“Hari ini saya ingin lebih dekat dengan para petugas sensus ekonomi karena mereka memegang peran yang sangat penting. Mereka bukan hanya pencatat data, tetapi menjadi penghubung antara mimpi kita tentang Kota Kupang yang lebih baik dengan kondisi nyata yang terjadi di lapangan,” ujar Christian.
Ia menekankan bahwa tanpa data yang akurat, pemerintah akan kesulitan menentukan arah pembangunan yang tepat. Program-program yang dirancang berpotensi tidak tepat sasaran apabila tidak didukung oleh informasi yang valid mengenai kondisi masyarakat.

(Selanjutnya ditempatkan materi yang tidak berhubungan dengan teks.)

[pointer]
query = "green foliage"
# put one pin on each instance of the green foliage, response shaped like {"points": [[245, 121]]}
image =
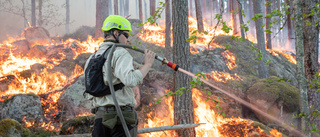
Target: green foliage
{"points": [[225, 27], [196, 81], [257, 16]]}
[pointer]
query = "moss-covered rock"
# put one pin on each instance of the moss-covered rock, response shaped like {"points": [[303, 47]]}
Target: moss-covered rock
{"points": [[77, 125], [12, 128], [275, 97]]}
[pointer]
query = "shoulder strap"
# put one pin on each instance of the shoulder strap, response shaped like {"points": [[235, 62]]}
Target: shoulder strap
{"points": [[105, 53]]}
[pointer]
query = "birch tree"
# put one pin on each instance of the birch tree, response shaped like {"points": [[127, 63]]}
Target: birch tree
{"points": [[68, 16], [33, 12], [199, 15], [302, 82], [268, 28], [262, 69], [183, 105], [310, 42], [168, 30]]}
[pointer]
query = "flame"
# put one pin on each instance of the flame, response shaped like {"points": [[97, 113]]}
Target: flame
{"points": [[214, 125], [41, 82], [222, 76], [230, 59]]}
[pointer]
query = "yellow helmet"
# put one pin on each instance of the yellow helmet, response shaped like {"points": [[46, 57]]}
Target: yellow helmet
{"points": [[117, 22]]}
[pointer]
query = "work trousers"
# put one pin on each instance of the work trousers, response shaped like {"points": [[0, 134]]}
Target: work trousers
{"points": [[99, 130]]}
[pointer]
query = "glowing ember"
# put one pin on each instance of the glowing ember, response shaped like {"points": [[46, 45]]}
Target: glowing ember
{"points": [[230, 59], [222, 76]]}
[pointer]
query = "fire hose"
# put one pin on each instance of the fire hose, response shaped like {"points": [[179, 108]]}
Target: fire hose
{"points": [[118, 110]]}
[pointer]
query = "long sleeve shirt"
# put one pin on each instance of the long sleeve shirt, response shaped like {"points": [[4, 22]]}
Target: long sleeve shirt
{"points": [[122, 71]]}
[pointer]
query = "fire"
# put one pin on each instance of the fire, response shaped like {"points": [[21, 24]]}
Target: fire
{"points": [[222, 76], [230, 59], [214, 125], [41, 82], [160, 118], [156, 34], [276, 52]]}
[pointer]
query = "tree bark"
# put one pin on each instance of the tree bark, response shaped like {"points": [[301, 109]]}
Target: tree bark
{"points": [[310, 42], [252, 23], [191, 8], [67, 16], [162, 128], [101, 15], [152, 7], [140, 11], [240, 18], [262, 69], [116, 10], [40, 13], [168, 31], [268, 35], [24, 14], [289, 24], [33, 12], [183, 105], [199, 15], [302, 82]]}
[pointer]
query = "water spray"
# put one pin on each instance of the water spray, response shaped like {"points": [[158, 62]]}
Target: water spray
{"points": [[176, 68]]}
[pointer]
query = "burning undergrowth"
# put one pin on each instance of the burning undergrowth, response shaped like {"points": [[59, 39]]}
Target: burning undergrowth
{"points": [[54, 70]]}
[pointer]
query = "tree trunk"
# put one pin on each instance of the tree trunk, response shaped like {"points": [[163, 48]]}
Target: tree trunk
{"points": [[204, 8], [140, 11], [199, 15], [302, 82], [183, 105], [126, 8], [152, 7], [211, 12], [262, 69], [33, 12], [268, 35], [191, 8], [40, 13], [240, 18], [24, 14], [289, 24], [116, 10], [251, 15], [67, 16], [168, 31], [233, 17], [101, 15], [145, 9], [310, 42]]}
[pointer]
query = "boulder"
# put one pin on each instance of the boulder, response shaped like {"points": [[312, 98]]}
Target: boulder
{"points": [[72, 99], [276, 98], [82, 59], [7, 80], [24, 106], [12, 128], [37, 51], [66, 67], [20, 48], [36, 35]]}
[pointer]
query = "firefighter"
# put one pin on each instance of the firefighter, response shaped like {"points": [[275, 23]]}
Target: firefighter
{"points": [[107, 124]]}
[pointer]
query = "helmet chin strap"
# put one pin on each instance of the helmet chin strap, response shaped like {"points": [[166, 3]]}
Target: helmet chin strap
{"points": [[117, 38]]}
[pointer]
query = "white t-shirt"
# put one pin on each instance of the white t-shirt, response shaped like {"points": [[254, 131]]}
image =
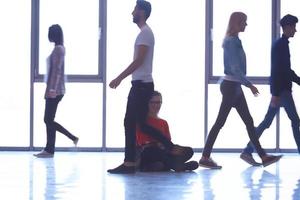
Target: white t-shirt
{"points": [[144, 72]]}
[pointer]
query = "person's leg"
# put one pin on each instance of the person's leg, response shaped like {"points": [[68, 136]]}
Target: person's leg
{"points": [[266, 123], [153, 159], [50, 111], [130, 122], [61, 129], [242, 109], [290, 108], [228, 94], [244, 113]]}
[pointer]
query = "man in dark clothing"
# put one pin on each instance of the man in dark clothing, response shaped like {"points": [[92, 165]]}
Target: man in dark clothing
{"points": [[281, 80]]}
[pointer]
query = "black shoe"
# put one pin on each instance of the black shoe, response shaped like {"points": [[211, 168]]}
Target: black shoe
{"points": [[122, 169], [209, 163], [181, 154], [269, 159], [191, 165], [249, 159]]}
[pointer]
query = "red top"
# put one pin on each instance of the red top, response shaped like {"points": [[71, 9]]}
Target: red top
{"points": [[159, 124]]}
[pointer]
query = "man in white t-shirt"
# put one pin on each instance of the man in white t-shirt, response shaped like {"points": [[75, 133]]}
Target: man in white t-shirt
{"points": [[140, 92]]}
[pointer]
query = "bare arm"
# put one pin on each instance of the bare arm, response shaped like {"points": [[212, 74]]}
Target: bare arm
{"points": [[142, 51]]}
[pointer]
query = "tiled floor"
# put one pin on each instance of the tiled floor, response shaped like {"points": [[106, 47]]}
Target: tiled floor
{"points": [[74, 175]]}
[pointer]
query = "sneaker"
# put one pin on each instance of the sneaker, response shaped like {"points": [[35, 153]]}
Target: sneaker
{"points": [[209, 163], [154, 167], [44, 154], [191, 165], [181, 154], [248, 158], [122, 169], [75, 141], [270, 159]]}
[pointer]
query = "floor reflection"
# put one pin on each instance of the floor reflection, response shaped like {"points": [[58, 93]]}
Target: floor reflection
{"points": [[83, 176]]}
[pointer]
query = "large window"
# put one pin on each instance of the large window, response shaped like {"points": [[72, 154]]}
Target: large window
{"points": [[178, 66], [15, 70]]}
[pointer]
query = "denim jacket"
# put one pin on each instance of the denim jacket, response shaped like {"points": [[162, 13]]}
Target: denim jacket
{"points": [[235, 60], [56, 77]]}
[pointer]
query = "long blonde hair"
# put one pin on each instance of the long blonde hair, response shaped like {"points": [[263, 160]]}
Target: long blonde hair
{"points": [[234, 23]]}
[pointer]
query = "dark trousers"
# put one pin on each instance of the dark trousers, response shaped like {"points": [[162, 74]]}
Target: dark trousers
{"points": [[233, 96], [286, 101], [51, 125], [154, 154], [136, 114]]}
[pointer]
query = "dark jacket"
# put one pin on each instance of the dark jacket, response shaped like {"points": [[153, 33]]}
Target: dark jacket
{"points": [[282, 75]]}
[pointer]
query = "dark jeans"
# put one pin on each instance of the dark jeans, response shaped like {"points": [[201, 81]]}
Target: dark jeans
{"points": [[153, 154], [136, 114], [233, 96], [286, 101], [51, 125]]}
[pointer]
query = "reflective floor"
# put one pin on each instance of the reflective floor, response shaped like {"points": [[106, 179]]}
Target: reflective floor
{"points": [[74, 175]]}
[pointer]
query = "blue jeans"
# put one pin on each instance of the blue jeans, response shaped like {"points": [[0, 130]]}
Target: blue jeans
{"points": [[232, 97], [51, 125], [286, 101]]}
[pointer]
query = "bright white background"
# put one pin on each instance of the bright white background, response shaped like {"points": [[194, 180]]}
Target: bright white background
{"points": [[179, 29]]}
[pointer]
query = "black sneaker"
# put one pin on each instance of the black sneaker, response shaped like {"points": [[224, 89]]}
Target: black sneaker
{"points": [[122, 169], [209, 163], [191, 165], [249, 159], [269, 159], [181, 154]]}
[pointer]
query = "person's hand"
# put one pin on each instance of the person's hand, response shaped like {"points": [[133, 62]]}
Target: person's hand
{"points": [[275, 101], [115, 83], [51, 94], [254, 90]]}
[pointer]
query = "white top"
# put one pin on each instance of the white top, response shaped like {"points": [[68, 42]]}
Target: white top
{"points": [[144, 72]]}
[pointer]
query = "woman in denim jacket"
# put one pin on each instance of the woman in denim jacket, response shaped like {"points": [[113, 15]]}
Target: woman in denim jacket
{"points": [[233, 96], [55, 91]]}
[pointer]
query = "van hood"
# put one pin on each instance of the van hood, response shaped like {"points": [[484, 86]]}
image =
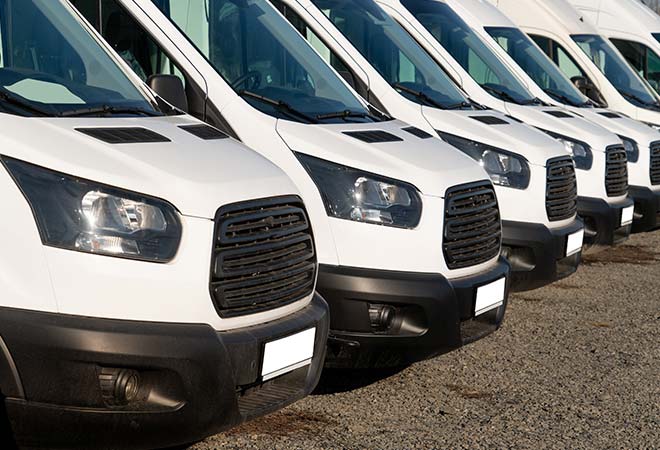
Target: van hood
{"points": [[620, 124], [429, 163], [496, 129], [561, 121], [197, 176]]}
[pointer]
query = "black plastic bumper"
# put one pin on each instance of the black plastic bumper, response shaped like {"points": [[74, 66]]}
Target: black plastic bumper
{"points": [[602, 222], [194, 381], [647, 209], [537, 254], [432, 315]]}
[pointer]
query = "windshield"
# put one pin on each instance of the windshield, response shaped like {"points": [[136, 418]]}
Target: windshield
{"points": [[51, 66], [469, 50], [393, 53], [537, 65], [616, 70], [264, 59]]}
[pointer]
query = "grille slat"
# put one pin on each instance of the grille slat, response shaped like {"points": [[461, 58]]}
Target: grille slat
{"points": [[264, 256], [473, 230], [561, 189], [655, 163], [616, 171]]}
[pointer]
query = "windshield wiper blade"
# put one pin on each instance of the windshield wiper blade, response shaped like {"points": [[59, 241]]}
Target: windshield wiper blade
{"points": [[500, 93], [419, 94], [343, 115], [24, 104], [279, 104], [107, 109]]}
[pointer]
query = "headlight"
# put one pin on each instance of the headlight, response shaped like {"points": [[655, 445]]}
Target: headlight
{"points": [[581, 152], [632, 149], [505, 168], [353, 194], [85, 216]]}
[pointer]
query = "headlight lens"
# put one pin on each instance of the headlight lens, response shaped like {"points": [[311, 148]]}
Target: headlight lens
{"points": [[632, 149], [505, 168], [581, 152], [85, 216], [353, 194]]}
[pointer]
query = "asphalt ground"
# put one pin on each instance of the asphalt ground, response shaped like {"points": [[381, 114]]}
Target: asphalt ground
{"points": [[575, 365]]}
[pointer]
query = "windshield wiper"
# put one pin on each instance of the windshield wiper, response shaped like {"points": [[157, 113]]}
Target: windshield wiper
{"points": [[639, 100], [24, 104], [343, 115], [419, 94], [279, 104], [107, 109]]}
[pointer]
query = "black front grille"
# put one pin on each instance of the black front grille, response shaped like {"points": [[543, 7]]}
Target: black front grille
{"points": [[655, 163], [616, 171], [264, 256], [561, 189], [473, 231]]}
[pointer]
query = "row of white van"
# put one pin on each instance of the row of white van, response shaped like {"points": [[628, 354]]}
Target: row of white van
{"points": [[208, 201]]}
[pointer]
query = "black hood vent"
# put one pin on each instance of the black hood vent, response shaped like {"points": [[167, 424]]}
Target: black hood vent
{"points": [[374, 136], [489, 120], [124, 135], [417, 132], [205, 132], [560, 114]]}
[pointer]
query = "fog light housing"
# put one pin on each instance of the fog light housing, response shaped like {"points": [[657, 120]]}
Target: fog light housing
{"points": [[381, 317], [119, 386]]}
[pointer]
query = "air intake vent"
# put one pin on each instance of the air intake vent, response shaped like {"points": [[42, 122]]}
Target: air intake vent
{"points": [[374, 136], [489, 120], [616, 171], [123, 135], [205, 132], [417, 132], [264, 256], [559, 114], [655, 163], [473, 231], [561, 189]]}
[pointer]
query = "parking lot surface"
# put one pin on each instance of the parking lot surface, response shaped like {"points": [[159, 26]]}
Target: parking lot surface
{"points": [[576, 365]]}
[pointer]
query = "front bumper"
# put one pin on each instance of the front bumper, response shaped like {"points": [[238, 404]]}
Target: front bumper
{"points": [[647, 209], [602, 221], [537, 254], [194, 381], [433, 315]]}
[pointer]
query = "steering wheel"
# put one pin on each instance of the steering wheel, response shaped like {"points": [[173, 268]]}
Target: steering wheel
{"points": [[253, 76]]}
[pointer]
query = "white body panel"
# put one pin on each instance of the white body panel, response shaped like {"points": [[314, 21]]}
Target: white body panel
{"points": [[591, 183], [516, 205], [558, 20], [430, 165], [481, 14]]}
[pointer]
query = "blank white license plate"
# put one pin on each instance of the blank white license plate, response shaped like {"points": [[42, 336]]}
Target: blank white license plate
{"points": [[287, 354], [627, 215], [490, 296], [574, 242]]}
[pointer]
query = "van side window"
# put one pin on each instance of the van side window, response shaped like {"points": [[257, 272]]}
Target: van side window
{"points": [[560, 56], [642, 58]]}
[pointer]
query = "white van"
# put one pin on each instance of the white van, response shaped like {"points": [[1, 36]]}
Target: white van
{"points": [[548, 83], [586, 57], [542, 236], [145, 295], [408, 229], [633, 28]]}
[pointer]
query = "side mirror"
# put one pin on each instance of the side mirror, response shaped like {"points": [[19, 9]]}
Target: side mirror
{"points": [[170, 88], [581, 83]]}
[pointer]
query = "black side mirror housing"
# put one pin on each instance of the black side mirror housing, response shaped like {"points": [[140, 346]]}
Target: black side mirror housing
{"points": [[169, 88]]}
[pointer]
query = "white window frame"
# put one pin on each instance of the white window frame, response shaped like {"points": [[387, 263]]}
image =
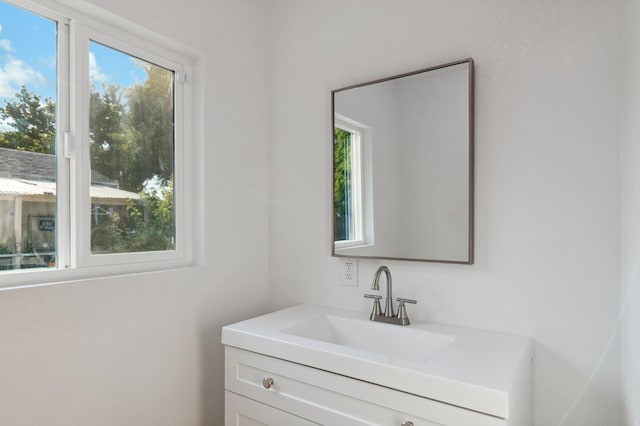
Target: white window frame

Mengutip sebuah ungkapan populer, Christian mengatakan, “Without data, you’re just another person with an opinion,” atau tanpa data seseorang hanya berpegang pada asumsi dan pendapat semata.
Menurutnya, data yang akurat sangat diperlukan untuk mengetahui lokasi keluarga miskin, masyarakat yang membutuhkan bantuan sosial, kelompok lanjut usia, hingga berbagai persoalan sosial dan ekonomi lainnya yang memerlukan intervensi pemerintah.
“Kalau kita tidak tahu masyarakat yang membutuhkan bantuan berada di mana, lansia ada di wilayah mana, atau potensi ekonomi berada di sektor apa, maka akan sulit membuat kebijakan yang benar-benar tepat sasaran,” jelasnya.